Gómez returned to action in 2021 with the Double–A Montgomery Biscuits, playing in 76 games and hitting .171/.256/.309 with eight home runs and 23 RBI. On October 22, 2021, Gómez asked for his release so he could play in a winter baseball league in Venezuela.

===St. Louis Cardinals===
On November 5, 2021, before he could begin winter play, Gómez was signed to a minor league contract by the St. Louis Cardinals. He opened the 2022 season with the Double–A Springfield Cardinals, batting .321 with 23 home runs and 54 RBI over 60 games. He was promoted to the Triple–A Memphis Redbirds in late June. Over 60 games with Memphis to end the season, he hit .266 with 16 home runs and 40 RBI. Between both teams, he finished with a combined .294 batting average with 39 home runs and 94 RBI; his total of 39 home runs for the season led the minor leagues and he was awarded the Joe Bauman Home Run Award. He was also awarded the Texas League Most Valuable Player Award for his performance with Springfield and the Cardinals Minor League Player of the Year.
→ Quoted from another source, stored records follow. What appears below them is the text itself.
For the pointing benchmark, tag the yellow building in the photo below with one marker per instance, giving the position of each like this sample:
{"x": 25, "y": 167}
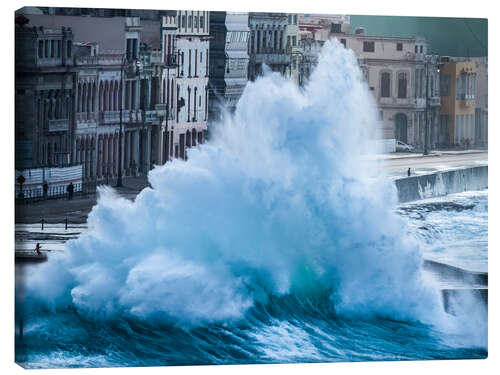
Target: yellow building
{"x": 458, "y": 102}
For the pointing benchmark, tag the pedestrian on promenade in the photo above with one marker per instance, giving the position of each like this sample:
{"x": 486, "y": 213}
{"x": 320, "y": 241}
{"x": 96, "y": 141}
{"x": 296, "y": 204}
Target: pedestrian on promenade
{"x": 45, "y": 189}
{"x": 70, "y": 189}
{"x": 37, "y": 249}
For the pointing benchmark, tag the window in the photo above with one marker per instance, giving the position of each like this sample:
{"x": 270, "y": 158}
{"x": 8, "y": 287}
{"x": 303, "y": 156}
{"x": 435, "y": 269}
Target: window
{"x": 444, "y": 85}
{"x": 386, "y": 85}
{"x": 368, "y": 46}
{"x": 402, "y": 84}
{"x": 463, "y": 89}
{"x": 336, "y": 28}
{"x": 473, "y": 86}
{"x": 40, "y": 49}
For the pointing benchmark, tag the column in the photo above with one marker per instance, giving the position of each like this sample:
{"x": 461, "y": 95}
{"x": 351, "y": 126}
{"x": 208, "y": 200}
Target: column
{"x": 105, "y": 159}
{"x": 136, "y": 147}
{"x": 126, "y": 150}
{"x": 147, "y": 156}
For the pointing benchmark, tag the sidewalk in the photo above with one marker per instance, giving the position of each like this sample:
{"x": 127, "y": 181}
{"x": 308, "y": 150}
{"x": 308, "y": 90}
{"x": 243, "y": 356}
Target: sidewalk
{"x": 405, "y": 155}
{"x": 77, "y": 209}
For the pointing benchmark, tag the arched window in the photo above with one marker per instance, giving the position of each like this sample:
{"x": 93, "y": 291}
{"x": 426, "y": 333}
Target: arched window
{"x": 402, "y": 84}
{"x": 385, "y": 85}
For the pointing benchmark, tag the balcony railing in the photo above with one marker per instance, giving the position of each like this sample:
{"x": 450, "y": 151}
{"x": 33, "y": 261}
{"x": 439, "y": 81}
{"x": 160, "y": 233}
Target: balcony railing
{"x": 435, "y": 101}
{"x": 59, "y": 125}
{"x": 171, "y": 61}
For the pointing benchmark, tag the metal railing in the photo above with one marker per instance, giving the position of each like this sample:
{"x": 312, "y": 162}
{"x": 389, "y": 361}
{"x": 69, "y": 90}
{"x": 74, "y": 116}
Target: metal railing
{"x": 55, "y": 192}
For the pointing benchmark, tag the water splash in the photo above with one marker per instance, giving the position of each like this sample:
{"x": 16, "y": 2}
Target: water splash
{"x": 278, "y": 202}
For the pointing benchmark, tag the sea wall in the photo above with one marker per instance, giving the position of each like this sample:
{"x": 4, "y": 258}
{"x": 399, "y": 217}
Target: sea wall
{"x": 441, "y": 183}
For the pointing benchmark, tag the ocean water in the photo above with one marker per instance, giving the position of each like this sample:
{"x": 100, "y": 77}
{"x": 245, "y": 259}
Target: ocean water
{"x": 452, "y": 229}
{"x": 272, "y": 244}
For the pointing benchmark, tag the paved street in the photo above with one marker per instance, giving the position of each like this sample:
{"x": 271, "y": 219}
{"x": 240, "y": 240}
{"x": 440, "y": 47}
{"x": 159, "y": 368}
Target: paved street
{"x": 397, "y": 165}
{"x": 55, "y": 211}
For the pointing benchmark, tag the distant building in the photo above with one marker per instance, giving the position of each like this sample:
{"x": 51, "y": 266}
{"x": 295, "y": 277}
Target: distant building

On November 7, 2022, the Cardinals selected Gomez's contract to the 40-man roster, protecting him from the Rule 5 draft. Gómez was optioned to Triple–A Memphis to begin the 2023 season and spent the whole season with the team. Over 131 games, he batted .232 with 30 home runs and 79 RBI. Gómez was designated for assignment on January 29, 2024 and sent outright to Triple-A Memphis on February 3. In 41 games for Memphis, he batted .208/.284/.299 with three home runs and 11 RBI. Gómez was released by the Cardinals organization on July 29.

===Kansas City Monarchs===
On August 17, 2024, Gómez signed with the Kansas City Monarchs of the American Association of Professional Baseball. In 16 games for the Monarchs, he batted .283/.303/.533 with four home runs, 14 RBI, and one stolen base.

===San Diego Padres===
On December 13, 2024, Gómez signed a minor league contract with the San Diego Padres. He spent the 2025 season with the Double-A San Antonio Missions, also playing in one game for the Triple-A El Paso Chihuahuas; in 110 appearances for San Antonio, he batted .231/.304/.363 with seven home runs, 46 RBI, and nine stolen bases. Gómez elected free agency following the season on November 6, 2025.

===Pericos de Puebla===
On December 8, 2025, Gómez signed with the Pericos de Puebla of the Mexican League. In 52 appearances for the Pericos, he batted .222/.282/.526 with 15 home runs and 39 RBI. On July 14, 2026, Gómez was released by Puebla.

===Leones de Yucatán===
On July 17, 2026, Gómez signed with the Leones de Yucatán of the Mexican League.